Chapter 2, Problem 1RE

At time t in seconds, a particle’s distance s(t), in cm, from a point is given in the table. What is the average velocity of the particle from t = 3 to t = 10?

To determine

The average velocity of the particle from t = 3 to t = 10.

Answer to Problem 1RE

The average velocity of the particle from t = 3 to t = 10 is $\underset{\_}{10.286\text{ cm/sec}}$.

Explanation of Solution

Formula used:

Average velocity:

“If $s\left(t\right)$ is the position of an object at time t, then the average velocity of the object over the interval $a\le t\le b$ is, $\text{Average velocity}=\frac{\text{Change in position}}{\text{Change in time}}=\frac{s\left(b\right)-s\left(a\right)}{b-a}$”.

Calculation:

Obtain the average velocity of the particle from t = 3 to t = 10.
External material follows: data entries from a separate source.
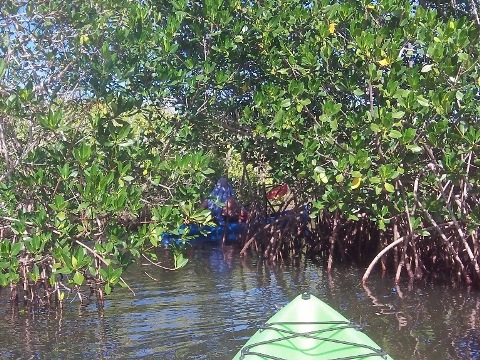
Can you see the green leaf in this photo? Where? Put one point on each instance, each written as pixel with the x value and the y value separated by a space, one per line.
pixel 375 128
pixel 427 68
pixel 422 101
pixel 395 134
pixel 389 187
pixel 3 66
pixel 398 114
pixel 286 103
pixel 78 278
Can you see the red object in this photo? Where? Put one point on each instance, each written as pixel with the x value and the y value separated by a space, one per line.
pixel 277 192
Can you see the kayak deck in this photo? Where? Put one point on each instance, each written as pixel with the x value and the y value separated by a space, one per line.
pixel 307 328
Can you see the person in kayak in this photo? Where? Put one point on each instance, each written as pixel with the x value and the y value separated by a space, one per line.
pixel 222 204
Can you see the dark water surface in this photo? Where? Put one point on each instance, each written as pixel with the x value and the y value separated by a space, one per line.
pixel 210 308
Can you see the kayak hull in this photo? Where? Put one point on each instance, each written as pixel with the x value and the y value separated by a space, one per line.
pixel 307 328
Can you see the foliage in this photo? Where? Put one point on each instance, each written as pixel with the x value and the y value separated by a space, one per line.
pixel 108 109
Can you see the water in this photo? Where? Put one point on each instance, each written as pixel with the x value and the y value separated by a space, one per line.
pixel 209 309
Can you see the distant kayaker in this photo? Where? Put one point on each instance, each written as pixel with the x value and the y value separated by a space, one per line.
pixel 221 202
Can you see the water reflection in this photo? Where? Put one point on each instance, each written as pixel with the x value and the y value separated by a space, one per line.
pixel 210 308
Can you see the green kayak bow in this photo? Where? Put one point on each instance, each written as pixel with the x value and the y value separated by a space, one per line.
pixel 307 328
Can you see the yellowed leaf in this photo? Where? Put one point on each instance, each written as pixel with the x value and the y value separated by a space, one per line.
pixel 356 183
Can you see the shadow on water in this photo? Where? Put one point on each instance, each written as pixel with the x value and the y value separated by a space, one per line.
pixel 209 309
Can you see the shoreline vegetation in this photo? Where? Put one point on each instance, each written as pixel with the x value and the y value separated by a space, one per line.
pixel 117 117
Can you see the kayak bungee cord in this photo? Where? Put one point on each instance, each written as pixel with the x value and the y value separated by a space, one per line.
pixel 340 325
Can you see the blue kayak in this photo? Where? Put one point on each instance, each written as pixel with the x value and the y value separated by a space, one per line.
pixel 198 234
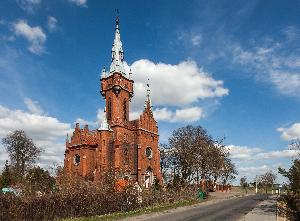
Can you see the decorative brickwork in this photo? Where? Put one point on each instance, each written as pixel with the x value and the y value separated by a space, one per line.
pixel 128 147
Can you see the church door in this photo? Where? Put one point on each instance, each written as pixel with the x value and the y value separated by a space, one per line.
pixel 148 178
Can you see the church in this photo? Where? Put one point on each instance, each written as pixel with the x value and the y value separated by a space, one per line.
pixel 129 147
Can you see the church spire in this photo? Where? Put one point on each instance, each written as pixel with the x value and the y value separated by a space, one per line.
pixel 148 99
pixel 117 53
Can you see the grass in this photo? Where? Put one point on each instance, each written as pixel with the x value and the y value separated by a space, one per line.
pixel 141 211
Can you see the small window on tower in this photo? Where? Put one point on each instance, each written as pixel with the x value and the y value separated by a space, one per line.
pixel 125 109
pixel 109 109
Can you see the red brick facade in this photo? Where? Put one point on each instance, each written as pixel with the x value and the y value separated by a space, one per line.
pixel 128 147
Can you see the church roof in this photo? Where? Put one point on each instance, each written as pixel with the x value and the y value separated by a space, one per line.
pixel 117 53
pixel 104 124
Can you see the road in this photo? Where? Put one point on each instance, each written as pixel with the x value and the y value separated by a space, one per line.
pixel 226 210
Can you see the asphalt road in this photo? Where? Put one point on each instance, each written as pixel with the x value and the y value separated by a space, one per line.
pixel 227 210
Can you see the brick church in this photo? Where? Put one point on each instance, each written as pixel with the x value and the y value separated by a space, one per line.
pixel 129 147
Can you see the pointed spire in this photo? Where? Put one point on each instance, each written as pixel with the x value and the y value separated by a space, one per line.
pixel 148 99
pixel 117 53
pixel 104 125
pixel 130 75
pixel 103 72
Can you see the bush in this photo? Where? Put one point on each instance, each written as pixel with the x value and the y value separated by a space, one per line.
pixel 77 198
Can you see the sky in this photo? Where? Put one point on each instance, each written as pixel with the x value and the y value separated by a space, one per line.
pixel 232 67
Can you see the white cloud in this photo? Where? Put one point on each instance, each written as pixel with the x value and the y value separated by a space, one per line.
pixel 52 23
pixel 272 65
pixel 185 115
pixel 33 106
pixel 175 89
pixel 290 133
pixel 37 126
pixel 242 152
pixel 47 132
pixel 34 35
pixel 79 2
pixel 196 40
pixel 28 5
pixel 256 153
pixel 173 85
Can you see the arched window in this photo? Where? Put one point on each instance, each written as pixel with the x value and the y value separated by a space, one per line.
pixel 125 109
pixel 109 109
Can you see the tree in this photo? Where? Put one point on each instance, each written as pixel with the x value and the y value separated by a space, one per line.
pixel 193 155
pixel 22 151
pixel 6 177
pixel 267 180
pixel 39 180
pixel 228 171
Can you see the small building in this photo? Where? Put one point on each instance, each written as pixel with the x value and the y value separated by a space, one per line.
pixel 130 148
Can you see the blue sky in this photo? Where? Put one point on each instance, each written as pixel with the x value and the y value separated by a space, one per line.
pixel 232 67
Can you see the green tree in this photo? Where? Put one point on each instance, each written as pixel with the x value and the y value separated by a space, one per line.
pixel 40 180
pixel 22 151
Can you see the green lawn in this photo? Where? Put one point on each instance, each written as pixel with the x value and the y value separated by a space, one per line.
pixel 155 208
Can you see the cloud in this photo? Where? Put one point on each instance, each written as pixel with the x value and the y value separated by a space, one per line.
pixel 34 35
pixel 33 106
pixel 28 5
pixel 184 115
pixel 272 64
pixel 256 153
pixel 196 40
pixel 175 89
pixel 47 132
pixel 290 133
pixel 52 23
pixel 242 152
pixel 81 3
pixel 180 85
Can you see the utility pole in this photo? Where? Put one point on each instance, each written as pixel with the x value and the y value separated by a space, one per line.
pixel 256 184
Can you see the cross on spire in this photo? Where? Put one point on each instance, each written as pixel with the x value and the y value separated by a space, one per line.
pixel 148 100
pixel 117 53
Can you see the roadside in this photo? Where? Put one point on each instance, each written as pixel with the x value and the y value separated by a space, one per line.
pixel 157 210
pixel 265 210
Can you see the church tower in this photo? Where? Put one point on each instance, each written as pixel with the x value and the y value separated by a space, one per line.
pixel 116 86
pixel 130 148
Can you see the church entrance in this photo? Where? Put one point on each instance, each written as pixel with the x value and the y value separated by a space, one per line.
pixel 148 178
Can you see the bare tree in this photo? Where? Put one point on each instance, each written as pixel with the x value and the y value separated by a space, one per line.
pixel 195 155
pixel 228 171
pixel 267 180
pixel 22 151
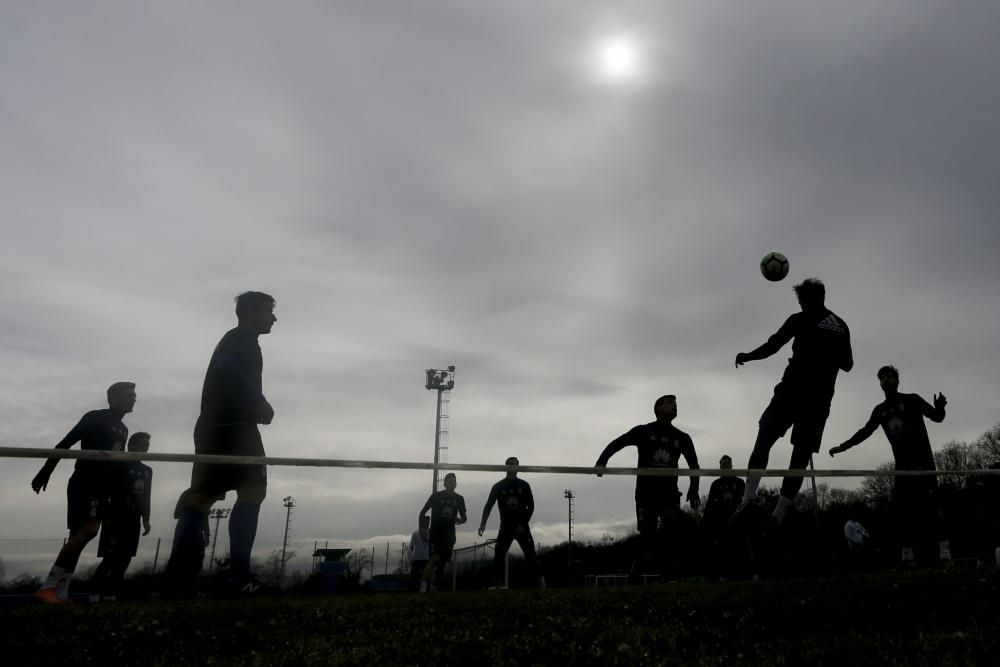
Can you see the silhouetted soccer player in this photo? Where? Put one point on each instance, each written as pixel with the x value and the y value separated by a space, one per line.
pixel 723 498
pixel 90 486
pixel 127 509
pixel 802 399
pixel 232 405
pixel 901 417
pixel 447 511
pixel 516 507
pixel 657 500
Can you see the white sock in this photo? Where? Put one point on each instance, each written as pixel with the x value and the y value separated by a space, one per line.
pixel 51 581
pixel 782 508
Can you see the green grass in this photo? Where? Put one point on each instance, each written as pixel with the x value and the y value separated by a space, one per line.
pixel 923 618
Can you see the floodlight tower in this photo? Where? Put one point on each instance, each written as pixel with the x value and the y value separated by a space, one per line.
pixel 443 381
pixel 569 496
pixel 289 503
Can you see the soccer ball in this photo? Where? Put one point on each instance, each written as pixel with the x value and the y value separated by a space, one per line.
pixel 774 266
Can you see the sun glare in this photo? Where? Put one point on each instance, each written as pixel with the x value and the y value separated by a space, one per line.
pixel 618 58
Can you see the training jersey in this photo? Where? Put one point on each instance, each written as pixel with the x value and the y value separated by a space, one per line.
pixel 136 488
pixel 902 420
pixel 515 501
pixel 445 507
pixel 98 430
pixel 234 380
pixel 821 347
pixel 724 497
pixel 660 445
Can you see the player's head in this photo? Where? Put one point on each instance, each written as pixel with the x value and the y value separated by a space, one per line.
pixel 139 442
pixel 811 293
pixel 121 396
pixel 888 378
pixel 255 310
pixel 665 407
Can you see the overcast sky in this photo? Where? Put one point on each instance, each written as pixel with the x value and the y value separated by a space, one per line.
pixel 470 183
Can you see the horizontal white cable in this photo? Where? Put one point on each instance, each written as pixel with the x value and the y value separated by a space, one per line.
pixel 90 455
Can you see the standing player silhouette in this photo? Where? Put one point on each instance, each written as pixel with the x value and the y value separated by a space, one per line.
pixel 90 486
pixel 516 507
pixel 901 417
pixel 447 511
pixel 657 500
pixel 232 405
pixel 128 508
pixel 802 399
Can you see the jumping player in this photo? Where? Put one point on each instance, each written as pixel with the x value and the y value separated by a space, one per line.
pixel 90 486
pixel 447 511
pixel 232 405
pixel 128 508
pixel 802 399
pixel 516 507
pixel 657 500
pixel 901 417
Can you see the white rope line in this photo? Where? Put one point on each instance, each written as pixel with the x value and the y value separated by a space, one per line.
pixel 90 455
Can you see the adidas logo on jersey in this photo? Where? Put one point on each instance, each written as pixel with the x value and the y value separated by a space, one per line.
pixel 831 323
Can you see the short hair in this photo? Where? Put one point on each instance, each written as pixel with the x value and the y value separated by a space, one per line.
pixel 811 290
pixel 660 400
pixel 138 435
pixel 887 370
pixel 249 301
pixel 119 387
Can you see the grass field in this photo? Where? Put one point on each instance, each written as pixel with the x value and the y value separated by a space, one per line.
pixel 916 618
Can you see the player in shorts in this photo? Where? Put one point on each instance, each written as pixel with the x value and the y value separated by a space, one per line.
pixel 232 406
pixel 901 417
pixel 657 500
pixel 447 511
pixel 90 486
pixel 801 401
pixel 128 512
pixel 517 504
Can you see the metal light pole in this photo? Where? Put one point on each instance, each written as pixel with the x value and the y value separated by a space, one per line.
pixel 569 496
pixel 289 503
pixel 443 381
pixel 217 513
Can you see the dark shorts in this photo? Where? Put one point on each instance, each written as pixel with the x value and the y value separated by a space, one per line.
pixel 214 479
pixel 442 542
pixel 651 508
pixel 87 500
pixel 119 534
pixel 803 412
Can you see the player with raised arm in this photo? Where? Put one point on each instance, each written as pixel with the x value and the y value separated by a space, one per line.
pixel 90 486
pixel 801 401
pixel 447 511
pixel 657 500
pixel 901 417
pixel 128 508
pixel 516 507
pixel 232 406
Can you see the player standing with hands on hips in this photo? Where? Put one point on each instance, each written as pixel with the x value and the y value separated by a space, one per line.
pixel 901 417
pixel 801 401
pixel 516 507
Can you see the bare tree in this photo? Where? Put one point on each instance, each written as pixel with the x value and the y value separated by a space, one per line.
pixel 877 489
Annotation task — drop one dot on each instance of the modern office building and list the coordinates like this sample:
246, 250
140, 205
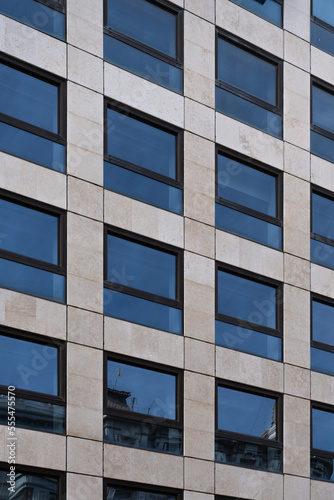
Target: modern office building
167, 249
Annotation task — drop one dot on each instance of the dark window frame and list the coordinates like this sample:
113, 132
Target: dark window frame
243, 273
261, 167
155, 122
46, 76
260, 53
62, 236
169, 7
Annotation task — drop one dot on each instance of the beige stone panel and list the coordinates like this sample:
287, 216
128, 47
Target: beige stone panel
85, 198
130, 464
296, 432
85, 69
297, 271
246, 254
85, 327
249, 141
84, 456
28, 179
247, 483
146, 96
199, 475
296, 316
32, 46
142, 342
143, 219
80, 487
247, 369
296, 487
296, 161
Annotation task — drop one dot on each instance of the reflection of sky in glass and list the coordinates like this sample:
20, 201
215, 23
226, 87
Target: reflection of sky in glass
152, 392
246, 413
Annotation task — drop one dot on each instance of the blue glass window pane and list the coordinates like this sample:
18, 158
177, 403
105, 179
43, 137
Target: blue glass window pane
323, 322
245, 71
28, 365
246, 413
270, 10
322, 361
34, 415
322, 430
28, 232
142, 64
248, 112
141, 311
141, 390
251, 341
28, 98
142, 188
145, 22
141, 144
247, 226
32, 147
141, 267
31, 280
36, 15
322, 38
246, 186
246, 299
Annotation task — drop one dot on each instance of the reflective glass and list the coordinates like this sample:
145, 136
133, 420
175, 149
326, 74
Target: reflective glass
249, 227
36, 15
28, 232
248, 112
246, 299
124, 181
32, 147
245, 71
142, 311
141, 267
28, 98
35, 415
31, 280
145, 22
142, 144
28, 365
142, 64
269, 10
251, 341
141, 390
146, 434
322, 430
246, 413
246, 186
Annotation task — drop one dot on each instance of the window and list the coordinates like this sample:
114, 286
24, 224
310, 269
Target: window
249, 84
322, 120
143, 281
322, 228
44, 15
34, 365
249, 428
322, 342
143, 158
322, 25
248, 199
32, 247
142, 406
145, 37
322, 447
248, 313
32, 114
271, 10
31, 483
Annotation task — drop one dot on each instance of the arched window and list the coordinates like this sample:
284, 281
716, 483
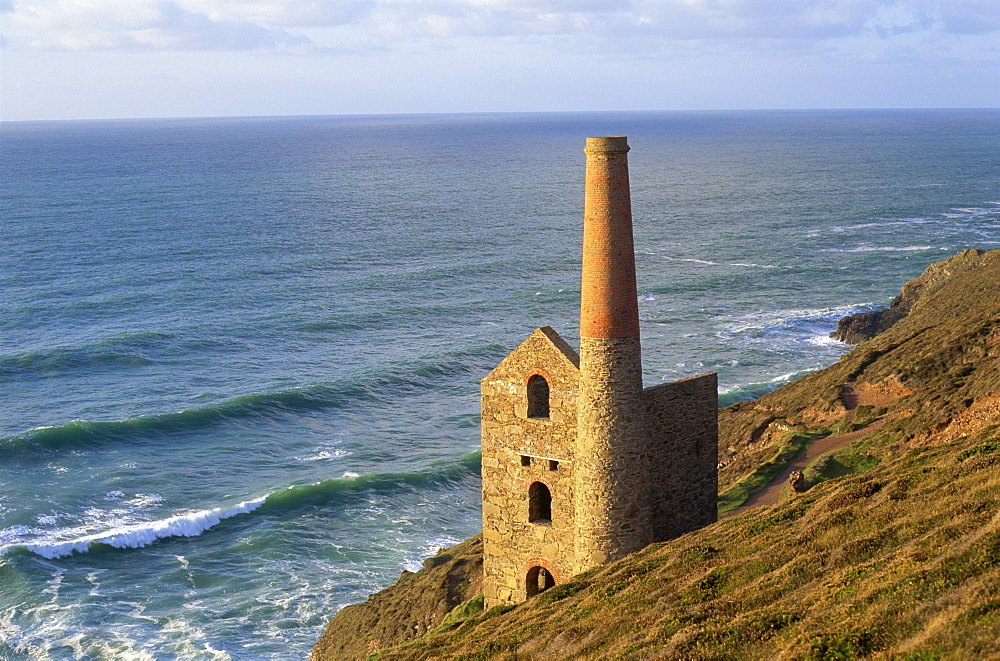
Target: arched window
539, 503
538, 397
539, 579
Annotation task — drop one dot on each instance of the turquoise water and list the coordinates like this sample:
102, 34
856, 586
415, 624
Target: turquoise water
239, 357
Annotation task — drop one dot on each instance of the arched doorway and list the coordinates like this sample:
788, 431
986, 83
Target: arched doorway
538, 579
538, 397
539, 503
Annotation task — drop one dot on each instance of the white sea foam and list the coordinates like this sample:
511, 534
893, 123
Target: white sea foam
824, 341
773, 319
711, 263
880, 249
140, 534
323, 455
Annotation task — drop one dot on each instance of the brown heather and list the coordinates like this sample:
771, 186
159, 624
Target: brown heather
891, 552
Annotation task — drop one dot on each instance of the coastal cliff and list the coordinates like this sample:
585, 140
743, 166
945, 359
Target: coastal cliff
887, 544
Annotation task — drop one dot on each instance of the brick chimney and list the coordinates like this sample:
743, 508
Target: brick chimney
610, 475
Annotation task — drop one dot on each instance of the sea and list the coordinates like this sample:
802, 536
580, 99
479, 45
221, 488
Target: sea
239, 357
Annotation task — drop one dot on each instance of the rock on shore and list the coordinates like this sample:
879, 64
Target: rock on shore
862, 326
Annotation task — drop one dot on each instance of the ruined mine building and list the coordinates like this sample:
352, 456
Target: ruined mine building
581, 464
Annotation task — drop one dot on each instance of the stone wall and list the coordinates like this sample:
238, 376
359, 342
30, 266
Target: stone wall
519, 451
682, 422
612, 506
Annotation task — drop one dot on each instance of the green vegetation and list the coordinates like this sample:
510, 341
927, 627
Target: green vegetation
789, 447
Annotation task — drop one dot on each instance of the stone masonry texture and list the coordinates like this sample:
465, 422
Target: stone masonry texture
624, 466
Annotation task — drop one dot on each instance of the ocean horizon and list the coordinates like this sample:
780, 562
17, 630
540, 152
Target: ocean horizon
240, 356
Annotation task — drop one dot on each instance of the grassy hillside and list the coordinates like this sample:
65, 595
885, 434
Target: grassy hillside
891, 551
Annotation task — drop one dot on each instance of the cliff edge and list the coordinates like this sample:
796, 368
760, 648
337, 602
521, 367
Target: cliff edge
887, 545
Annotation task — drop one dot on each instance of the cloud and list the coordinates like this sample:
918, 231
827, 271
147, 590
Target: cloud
275, 24
137, 25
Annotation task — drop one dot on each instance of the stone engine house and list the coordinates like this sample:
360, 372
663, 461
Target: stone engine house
581, 464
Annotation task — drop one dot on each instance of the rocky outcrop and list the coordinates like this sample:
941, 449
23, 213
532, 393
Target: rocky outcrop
862, 326
895, 553
415, 604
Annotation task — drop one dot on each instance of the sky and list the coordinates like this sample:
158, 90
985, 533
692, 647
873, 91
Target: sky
88, 59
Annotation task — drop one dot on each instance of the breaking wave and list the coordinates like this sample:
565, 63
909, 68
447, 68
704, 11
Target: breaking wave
283, 501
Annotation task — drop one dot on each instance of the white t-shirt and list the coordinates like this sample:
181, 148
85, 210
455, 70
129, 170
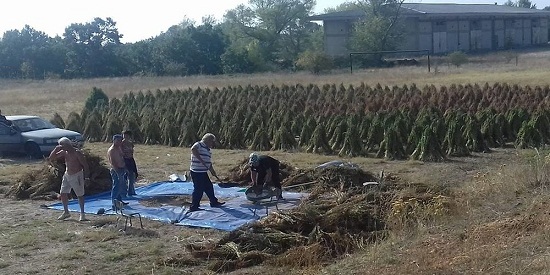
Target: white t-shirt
206, 155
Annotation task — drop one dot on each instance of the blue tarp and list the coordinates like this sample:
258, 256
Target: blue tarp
236, 212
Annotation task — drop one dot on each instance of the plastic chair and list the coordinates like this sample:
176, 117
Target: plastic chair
261, 197
119, 210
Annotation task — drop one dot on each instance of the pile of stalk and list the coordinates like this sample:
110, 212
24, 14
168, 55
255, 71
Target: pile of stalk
427, 123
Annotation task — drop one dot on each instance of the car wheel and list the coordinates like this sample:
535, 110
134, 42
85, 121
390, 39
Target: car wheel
33, 150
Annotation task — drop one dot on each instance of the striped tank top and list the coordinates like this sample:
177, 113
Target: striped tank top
206, 155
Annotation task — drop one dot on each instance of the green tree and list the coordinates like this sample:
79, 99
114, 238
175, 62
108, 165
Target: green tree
277, 27
29, 53
210, 43
521, 4
91, 48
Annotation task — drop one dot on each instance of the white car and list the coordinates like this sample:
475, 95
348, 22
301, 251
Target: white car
33, 136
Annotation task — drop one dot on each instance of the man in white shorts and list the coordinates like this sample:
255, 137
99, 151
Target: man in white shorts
76, 173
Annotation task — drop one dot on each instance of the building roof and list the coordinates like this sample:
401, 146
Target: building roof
438, 9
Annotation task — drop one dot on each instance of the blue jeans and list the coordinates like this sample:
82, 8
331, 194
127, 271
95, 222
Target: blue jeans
118, 178
131, 177
201, 185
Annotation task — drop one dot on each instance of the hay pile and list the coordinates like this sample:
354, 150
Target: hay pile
45, 182
339, 216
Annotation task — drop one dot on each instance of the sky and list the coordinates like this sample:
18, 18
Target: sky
139, 20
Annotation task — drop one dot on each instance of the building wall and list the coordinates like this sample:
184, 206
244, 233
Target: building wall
337, 34
443, 35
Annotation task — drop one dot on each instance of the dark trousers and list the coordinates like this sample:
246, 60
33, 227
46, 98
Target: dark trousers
202, 184
275, 179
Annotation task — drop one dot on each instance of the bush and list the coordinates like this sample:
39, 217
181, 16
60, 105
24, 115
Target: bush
315, 62
96, 98
457, 58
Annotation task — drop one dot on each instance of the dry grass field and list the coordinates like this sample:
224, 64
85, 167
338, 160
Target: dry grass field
498, 224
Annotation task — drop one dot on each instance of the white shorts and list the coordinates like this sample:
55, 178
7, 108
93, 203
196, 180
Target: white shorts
74, 181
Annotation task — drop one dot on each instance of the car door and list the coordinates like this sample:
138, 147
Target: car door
10, 139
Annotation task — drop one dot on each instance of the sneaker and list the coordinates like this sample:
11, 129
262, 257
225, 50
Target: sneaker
217, 204
193, 209
63, 216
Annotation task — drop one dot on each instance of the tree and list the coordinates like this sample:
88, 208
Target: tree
277, 27
91, 48
210, 43
30, 54
521, 4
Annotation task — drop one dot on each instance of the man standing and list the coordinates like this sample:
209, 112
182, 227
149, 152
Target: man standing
118, 168
76, 173
130, 162
201, 163
263, 170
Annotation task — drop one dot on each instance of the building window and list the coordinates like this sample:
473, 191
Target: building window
476, 25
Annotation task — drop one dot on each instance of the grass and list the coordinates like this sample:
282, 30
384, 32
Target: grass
63, 96
498, 223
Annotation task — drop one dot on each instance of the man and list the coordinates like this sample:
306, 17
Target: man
128, 154
76, 173
118, 168
201, 163
264, 170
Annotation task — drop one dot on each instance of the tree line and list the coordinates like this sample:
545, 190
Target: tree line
255, 37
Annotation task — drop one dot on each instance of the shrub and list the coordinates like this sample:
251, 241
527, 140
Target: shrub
457, 58
315, 62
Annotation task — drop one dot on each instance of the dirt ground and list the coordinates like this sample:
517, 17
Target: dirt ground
31, 234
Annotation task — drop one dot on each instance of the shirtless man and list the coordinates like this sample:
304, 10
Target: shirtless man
118, 168
76, 173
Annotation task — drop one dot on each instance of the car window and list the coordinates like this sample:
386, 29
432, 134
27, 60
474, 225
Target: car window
4, 130
32, 124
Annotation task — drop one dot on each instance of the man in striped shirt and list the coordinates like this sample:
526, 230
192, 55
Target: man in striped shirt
201, 163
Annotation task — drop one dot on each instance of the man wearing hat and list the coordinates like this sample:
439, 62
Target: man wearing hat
118, 168
263, 170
From the given table, it is observed that, $s\left(3\right)=72,\text{ and }s\left(10\right)=144$.

Here, a = 3 and b = 10.

Substitute a = 3, b = 10, $s\left(3\right)=72,\text{ and }s\left(10\right)=144$ in $\frac{s\left(b\right)-s\left(a\right)}{b-a}$.

$\begin{array}{c}\text{Average velocity}=\frac{s\left(10\right)-s\left(3\right)}{10-3}\\ =\frac{144-72}{10-3}\\ =\frac{72}{7}\\ =10.286\end{array}$

Thus, the average velocity of the particle from t = 3 to t = 10 is $\underset{\_}{10.286\text{ cm/sec}}$.